“Va abbattuto il SISTEMA. Quello che si fonda su corruzioni, mafie, guerre, distruzione del pianeta, disuguaglianze economiche, ingiustizie sociali, razzismi, violenze”, così esordisce il sindaco di Napoli, Luigi De Magistris nel suo consueto post del lunedì.
Un messaggio dedicato a tutti quelli che sono stati i trambusti della scorsa settimana, fin ad arrivare all’auspicio che cambiare le cose si può: “Ho sempre pensato, da ragazzo, che un altro mondo è possibile. Ho sempre lottato per questo. Ma bisogna conquistarselo. Con la rivoluzione dell’alternativa. Anche i cambiamenti climatici si arrestano, in primo luogo, con una rivoluzione culturale”.
Una rivoluzione che non riguarda né lo Stato, né gli enti o i grandi organi politici: “Dal basso si può cambiare, anche a Napoli lo abbiamo dimostrato che cambiare si può. Anche senza soldi, senza partiti. Costruiamo, insieme, l’alternativa politica, morale, culturale, sociale ed economica. Bisogna mettere insieme rottura del Sistema e capacità di governo. Opposizione sociale e affidabilità di governo. Movimenti, reti civiche, associazioni, militanti. Rivoluzione nelle strade e rivoluzione con il diritto governando”.
Perché le istituzioni hanno un solo compito, è cioè quello di attuare le richieste del popolo: “Nelle Istituzioni portiamo l’alternativa che costruiamo con i popoli. Il diritto, connesso con il popolo, ha una potenza rivoluzionaria in grado di trasformare le ingiustizie sociali. Ci vogliono competenza e coraggio, autonomia e libertà. Difesa del Pianeta e della Natura con un’altra economia che sappia coniugare diritto al lavoro e diritto alla salute e all’ambiente salubre.
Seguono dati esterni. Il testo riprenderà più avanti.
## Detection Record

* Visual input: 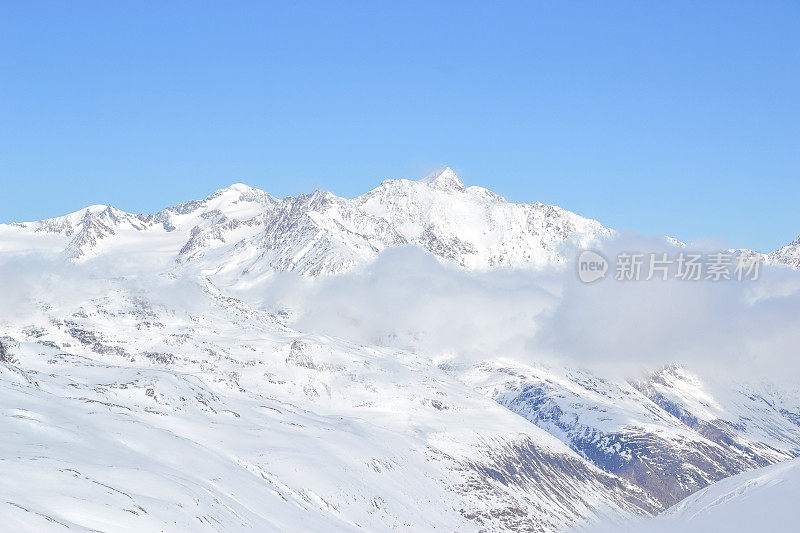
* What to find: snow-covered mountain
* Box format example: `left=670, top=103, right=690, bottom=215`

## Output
left=0, top=168, right=612, bottom=280
left=462, top=362, right=800, bottom=507
left=0, top=278, right=658, bottom=531
left=767, top=237, right=800, bottom=269
left=0, top=169, right=800, bottom=531
left=637, top=459, right=800, bottom=532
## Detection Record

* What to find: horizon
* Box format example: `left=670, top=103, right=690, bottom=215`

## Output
left=0, top=166, right=796, bottom=254
left=0, top=2, right=800, bottom=251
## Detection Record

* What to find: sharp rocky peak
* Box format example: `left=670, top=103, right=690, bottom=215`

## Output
left=420, top=167, right=465, bottom=190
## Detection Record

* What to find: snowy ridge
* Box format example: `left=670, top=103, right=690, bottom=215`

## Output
left=0, top=168, right=612, bottom=280
left=0, top=280, right=657, bottom=531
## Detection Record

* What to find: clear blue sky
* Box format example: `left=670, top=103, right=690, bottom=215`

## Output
left=0, top=0, right=800, bottom=251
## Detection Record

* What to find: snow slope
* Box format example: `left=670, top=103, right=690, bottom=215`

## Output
left=0, top=278, right=657, bottom=531
left=0, top=168, right=612, bottom=282
left=639, top=459, right=800, bottom=531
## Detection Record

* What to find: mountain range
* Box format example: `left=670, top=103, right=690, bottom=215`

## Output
left=0, top=168, right=800, bottom=531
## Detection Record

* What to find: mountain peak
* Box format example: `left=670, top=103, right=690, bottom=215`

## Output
left=420, top=167, right=464, bottom=190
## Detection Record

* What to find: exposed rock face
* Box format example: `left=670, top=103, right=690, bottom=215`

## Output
left=462, top=363, right=800, bottom=508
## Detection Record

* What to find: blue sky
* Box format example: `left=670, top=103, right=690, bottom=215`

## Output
left=0, top=0, right=800, bottom=251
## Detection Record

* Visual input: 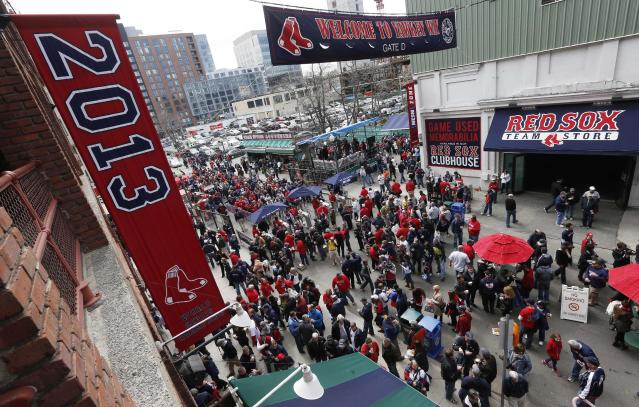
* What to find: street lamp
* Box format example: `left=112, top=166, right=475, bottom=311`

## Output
left=253, top=364, right=324, bottom=407
left=328, top=134, right=339, bottom=174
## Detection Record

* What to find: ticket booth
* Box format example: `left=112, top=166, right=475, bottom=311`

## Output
left=418, top=315, right=444, bottom=359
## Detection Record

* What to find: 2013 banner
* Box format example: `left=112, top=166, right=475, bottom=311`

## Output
left=424, top=117, right=481, bottom=170
left=11, top=15, right=228, bottom=349
left=264, top=6, right=457, bottom=65
left=406, top=82, right=419, bottom=148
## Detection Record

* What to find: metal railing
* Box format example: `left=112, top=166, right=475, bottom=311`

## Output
left=0, top=162, right=100, bottom=320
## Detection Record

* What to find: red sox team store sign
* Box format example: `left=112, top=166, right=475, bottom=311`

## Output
left=264, top=6, right=457, bottom=65
left=485, top=101, right=639, bottom=154
left=11, top=15, right=227, bottom=349
left=424, top=117, right=481, bottom=170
Tra la Terra, nei beni comuni, ritroviamo il gusto di essere comunità”.
Quindi, conclude De Magistris, non siamo inermi, ma rendiamoci autori di un cambiamento e no vittime o complici del degrado: “Siamo nella lotta per i diritti, il tempo è sempre quello giusto, la vittoria non può attendere, per l’umanità e per la felicità. Facciamo presto prima che sia troppo tardi. Nessuno potrà dirci di essere stati complici e di non aver lottato”.